Similarly, in support of the fact that the laws became fused, in Errington v Errington and Woods [22] Lord Denning held that both Equity and common law became fused over 80 years ago. The argument was similarly supported in Boyer v Warbey [23] where the court outlined that the distinction between covenants under seal and at hand became obliterated upon the Fusion of common law and Equity. There is no legislation that has explicitly prohibited the Fusion of Equity and common law which was the underlying reason that the court gave the exemplary decision.

The fusion of two was not necessary. However, the problem with this approach is that it fails to recognise that in modern times, judges are using the two systems of laws in unison and are not afraid to integrate the two. However, contrary to the belief that the two fused, Lord Neuberger asserted that the twin streams of common law and Equity were meant to flow separately. Even though the stream of common law would become narrow where it overlapped but did not in any way mix with the waters of Equity.[24]

Both common law and Equity can coexist. It is not uncommon to have concurrent rights at Equity and common law.[25] According to Lord Wilberforce, there would be no difficulty that would arise in recognising concurrent rights and remedies at common law and Equity.[26]The evidence of fusion had taken place became evidenced by the remedies that the court gave out. In Attorney-General v Blake, [27]the court held that a remedy for accounting for profit might become available where the defendant acts in breach of a contract even though pecuniary remedies are customarily given under common law. In Halpern v Halpern,[28] equitable remedies were held to be adoptable at common law.
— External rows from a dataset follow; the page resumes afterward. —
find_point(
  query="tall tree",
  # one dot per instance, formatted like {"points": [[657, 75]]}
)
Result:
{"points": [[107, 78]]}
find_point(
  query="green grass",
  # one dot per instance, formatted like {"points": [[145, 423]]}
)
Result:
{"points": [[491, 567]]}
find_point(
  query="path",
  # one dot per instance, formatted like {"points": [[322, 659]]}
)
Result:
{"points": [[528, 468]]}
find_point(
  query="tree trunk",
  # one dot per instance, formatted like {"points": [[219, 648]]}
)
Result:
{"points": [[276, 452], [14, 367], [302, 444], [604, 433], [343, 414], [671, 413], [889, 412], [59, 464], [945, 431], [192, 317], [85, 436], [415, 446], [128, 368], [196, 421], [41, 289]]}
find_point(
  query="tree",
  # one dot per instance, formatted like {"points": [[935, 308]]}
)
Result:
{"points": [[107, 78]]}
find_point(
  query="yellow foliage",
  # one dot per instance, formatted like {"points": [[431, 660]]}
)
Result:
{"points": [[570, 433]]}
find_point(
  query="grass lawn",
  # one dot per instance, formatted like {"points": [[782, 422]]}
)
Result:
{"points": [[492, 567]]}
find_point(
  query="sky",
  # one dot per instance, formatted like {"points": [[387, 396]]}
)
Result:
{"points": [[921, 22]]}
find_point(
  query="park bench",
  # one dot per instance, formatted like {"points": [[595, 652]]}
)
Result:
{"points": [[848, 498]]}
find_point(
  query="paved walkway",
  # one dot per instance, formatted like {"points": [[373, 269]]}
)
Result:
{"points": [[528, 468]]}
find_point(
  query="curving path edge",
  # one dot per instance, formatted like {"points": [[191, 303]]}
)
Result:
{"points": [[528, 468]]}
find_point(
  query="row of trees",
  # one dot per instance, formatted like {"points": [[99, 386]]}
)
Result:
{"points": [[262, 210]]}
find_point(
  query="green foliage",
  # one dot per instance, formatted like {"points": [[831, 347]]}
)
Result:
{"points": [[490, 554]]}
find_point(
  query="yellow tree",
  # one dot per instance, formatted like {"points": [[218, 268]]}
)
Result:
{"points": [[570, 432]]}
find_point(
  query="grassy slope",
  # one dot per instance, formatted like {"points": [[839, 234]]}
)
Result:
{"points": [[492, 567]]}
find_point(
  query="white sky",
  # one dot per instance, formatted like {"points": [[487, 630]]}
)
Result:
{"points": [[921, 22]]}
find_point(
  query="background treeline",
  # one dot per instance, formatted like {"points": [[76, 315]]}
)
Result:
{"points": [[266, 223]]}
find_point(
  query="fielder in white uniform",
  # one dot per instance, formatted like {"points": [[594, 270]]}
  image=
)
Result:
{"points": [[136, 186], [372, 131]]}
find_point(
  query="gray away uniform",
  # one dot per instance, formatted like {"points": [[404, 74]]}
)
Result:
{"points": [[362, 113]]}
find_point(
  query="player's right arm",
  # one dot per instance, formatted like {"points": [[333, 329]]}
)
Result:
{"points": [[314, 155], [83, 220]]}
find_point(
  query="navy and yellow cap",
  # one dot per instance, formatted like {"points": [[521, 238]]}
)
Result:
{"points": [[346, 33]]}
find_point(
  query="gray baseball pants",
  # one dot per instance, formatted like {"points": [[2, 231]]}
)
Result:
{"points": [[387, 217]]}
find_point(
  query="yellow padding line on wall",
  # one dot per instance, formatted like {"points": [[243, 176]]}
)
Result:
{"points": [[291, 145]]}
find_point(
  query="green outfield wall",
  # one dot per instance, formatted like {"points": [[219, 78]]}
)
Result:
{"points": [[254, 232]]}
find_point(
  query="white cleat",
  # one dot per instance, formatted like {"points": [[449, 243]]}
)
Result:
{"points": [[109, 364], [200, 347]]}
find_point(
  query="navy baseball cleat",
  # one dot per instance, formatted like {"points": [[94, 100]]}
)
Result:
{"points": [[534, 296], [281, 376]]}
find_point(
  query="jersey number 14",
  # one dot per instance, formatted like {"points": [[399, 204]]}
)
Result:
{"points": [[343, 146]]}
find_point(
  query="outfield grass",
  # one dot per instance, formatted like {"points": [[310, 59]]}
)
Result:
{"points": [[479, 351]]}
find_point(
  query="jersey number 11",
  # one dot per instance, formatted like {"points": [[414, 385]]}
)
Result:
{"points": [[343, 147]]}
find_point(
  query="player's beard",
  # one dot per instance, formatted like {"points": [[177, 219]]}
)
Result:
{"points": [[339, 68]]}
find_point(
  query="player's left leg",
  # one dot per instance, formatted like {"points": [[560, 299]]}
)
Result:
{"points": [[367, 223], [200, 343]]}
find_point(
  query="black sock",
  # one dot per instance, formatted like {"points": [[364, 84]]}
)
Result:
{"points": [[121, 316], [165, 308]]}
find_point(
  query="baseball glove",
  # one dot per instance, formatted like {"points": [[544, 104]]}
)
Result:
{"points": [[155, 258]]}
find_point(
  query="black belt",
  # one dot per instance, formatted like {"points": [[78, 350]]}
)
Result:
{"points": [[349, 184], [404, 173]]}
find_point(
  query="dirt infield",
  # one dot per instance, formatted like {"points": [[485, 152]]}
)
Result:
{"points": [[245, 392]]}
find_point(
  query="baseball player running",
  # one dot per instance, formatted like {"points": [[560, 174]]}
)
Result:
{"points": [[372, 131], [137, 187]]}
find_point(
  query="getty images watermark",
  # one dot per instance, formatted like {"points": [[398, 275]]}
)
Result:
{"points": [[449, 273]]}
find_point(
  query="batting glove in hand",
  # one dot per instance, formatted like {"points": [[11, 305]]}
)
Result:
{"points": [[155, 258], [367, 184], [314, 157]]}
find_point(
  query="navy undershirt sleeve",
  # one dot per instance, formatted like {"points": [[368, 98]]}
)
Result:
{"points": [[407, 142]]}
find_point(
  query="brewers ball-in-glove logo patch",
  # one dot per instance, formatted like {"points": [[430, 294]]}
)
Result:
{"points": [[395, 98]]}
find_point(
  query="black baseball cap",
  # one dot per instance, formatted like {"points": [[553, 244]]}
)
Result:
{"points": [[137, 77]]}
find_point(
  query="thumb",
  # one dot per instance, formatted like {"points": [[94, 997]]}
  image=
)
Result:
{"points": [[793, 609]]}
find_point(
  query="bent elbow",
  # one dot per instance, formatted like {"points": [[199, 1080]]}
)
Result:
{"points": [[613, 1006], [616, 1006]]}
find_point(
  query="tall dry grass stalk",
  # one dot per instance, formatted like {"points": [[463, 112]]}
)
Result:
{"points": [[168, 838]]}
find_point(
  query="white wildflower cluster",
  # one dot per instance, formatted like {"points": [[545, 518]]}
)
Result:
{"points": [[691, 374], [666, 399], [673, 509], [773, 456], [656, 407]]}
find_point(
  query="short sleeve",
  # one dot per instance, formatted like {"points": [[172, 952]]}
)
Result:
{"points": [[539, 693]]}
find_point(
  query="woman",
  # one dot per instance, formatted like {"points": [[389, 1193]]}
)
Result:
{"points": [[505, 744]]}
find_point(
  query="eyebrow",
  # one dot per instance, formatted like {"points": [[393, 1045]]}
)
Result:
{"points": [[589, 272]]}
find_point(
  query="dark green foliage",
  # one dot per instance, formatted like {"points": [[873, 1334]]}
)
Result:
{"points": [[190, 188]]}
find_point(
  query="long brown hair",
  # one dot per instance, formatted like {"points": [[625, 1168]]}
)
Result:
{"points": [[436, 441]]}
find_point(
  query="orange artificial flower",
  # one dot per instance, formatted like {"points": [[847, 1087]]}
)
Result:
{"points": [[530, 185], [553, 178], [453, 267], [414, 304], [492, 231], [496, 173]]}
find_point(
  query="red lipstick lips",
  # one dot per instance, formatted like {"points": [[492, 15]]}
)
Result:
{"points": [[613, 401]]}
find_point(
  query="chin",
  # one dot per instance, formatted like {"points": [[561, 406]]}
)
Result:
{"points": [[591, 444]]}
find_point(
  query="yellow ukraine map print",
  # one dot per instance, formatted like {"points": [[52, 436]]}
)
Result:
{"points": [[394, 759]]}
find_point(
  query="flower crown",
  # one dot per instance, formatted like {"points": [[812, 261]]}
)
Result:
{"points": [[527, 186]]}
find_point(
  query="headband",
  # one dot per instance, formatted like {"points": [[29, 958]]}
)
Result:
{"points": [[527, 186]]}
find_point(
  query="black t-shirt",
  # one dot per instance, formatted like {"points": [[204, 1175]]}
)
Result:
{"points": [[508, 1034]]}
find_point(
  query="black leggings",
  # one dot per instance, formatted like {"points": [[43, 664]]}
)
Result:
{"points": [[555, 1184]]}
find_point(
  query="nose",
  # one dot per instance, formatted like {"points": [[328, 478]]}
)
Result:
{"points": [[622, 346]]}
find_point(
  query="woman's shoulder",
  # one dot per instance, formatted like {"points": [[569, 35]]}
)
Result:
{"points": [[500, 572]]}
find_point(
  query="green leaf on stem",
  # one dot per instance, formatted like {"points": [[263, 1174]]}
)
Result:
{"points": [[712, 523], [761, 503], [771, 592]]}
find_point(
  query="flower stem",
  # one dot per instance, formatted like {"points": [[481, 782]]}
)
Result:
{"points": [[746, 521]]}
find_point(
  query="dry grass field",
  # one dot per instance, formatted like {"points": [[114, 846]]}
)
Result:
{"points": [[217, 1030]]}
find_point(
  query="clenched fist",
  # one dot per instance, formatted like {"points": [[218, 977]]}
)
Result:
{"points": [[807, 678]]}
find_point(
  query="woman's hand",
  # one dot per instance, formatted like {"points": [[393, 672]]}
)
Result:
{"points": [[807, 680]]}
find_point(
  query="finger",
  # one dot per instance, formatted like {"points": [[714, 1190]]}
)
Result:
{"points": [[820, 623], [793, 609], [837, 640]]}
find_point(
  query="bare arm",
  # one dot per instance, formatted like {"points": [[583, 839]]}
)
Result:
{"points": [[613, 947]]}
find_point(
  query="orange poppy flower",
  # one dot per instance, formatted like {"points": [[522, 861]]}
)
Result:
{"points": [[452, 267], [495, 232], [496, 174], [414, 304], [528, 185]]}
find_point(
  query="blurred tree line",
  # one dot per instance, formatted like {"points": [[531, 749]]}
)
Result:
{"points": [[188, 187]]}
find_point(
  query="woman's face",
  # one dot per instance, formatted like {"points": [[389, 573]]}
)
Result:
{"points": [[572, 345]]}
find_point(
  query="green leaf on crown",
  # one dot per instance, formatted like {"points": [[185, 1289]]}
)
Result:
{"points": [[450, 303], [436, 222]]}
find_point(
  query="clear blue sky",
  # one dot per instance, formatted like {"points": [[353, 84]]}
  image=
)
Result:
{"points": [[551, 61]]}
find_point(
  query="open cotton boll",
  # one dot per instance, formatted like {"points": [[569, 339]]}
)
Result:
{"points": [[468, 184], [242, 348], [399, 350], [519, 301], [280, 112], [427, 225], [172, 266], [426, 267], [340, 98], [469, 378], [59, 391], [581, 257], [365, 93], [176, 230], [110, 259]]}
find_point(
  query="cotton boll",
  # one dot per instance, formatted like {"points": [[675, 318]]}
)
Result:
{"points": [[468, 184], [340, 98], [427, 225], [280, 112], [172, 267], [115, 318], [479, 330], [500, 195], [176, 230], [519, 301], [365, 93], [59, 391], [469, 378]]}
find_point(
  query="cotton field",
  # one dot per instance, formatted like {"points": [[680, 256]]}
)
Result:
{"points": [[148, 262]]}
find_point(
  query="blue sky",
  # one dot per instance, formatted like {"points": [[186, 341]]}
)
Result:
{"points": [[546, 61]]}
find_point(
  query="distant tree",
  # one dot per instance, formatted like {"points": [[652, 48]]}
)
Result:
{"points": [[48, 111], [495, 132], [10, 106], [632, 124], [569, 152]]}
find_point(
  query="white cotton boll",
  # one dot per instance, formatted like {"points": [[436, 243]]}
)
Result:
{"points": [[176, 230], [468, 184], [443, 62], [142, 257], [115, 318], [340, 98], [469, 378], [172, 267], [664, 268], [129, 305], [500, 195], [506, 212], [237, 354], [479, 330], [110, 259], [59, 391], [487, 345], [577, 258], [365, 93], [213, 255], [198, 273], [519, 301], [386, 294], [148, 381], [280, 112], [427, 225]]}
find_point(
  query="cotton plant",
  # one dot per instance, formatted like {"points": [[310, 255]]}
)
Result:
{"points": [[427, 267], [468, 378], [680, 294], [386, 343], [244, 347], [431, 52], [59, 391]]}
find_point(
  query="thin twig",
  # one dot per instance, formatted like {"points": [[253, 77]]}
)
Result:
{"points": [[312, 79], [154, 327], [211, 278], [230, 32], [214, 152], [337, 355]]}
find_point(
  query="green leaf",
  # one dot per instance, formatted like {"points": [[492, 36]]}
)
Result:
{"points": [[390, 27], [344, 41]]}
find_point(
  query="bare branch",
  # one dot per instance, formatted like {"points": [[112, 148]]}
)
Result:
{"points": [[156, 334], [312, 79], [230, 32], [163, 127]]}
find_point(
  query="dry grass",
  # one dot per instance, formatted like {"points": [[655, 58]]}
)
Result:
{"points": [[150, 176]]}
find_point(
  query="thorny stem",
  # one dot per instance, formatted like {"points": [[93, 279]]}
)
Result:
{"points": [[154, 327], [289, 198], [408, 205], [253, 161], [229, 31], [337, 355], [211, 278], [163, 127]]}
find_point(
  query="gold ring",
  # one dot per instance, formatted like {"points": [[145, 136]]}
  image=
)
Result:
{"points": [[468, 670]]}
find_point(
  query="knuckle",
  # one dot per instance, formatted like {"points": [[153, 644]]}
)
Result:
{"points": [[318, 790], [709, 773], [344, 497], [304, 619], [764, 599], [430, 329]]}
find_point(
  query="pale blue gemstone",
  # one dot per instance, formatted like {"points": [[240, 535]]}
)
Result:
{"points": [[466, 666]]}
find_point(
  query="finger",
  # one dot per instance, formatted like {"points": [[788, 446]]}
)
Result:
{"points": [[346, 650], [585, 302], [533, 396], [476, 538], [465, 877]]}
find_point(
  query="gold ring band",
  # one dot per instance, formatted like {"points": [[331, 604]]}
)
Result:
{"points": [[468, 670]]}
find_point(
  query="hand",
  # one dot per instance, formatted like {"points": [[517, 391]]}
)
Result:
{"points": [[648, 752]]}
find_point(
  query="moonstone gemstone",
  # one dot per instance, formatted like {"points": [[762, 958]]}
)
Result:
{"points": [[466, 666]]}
Different jurisdictions have decided cases in support of fusion of the two. In New Zealand, the courts’ decisions point towards the fusion of the two to create a broad discretion of remedies that the court may give. Similarly, Australian courts also hold the opinion that the law now forms a single composite body. However, the majority of the judges in the Harris case dissented with the view and held that it may still take a lot of time before the two become merged.[29] In Aquacultural Corporation v New Zealand Green Mussel Co Ltd, [30]the court allowed exemplary damage to be given for breach of Fiduciary duty. According to Cooke, fusion in all intent has taken place between equity and common law.[31]However, in Pilmer v The Duke Groups Ltd [32] the approach the court utilised was narrow to preserve the historical foundations of the two laws being separate. According to Kirby J, the concept of contributory negligence as unified with remedies under equity severs the foundation dividing the application of the two doctrines historically, which only acts as a further impediment for judges. Even though historical evidence point towards the division of equity and common law, the law is in a state of constant evolvement and therefore a fusion of the two laws is something that is still in the process. In the coming future, the two doctrines will have fully merged.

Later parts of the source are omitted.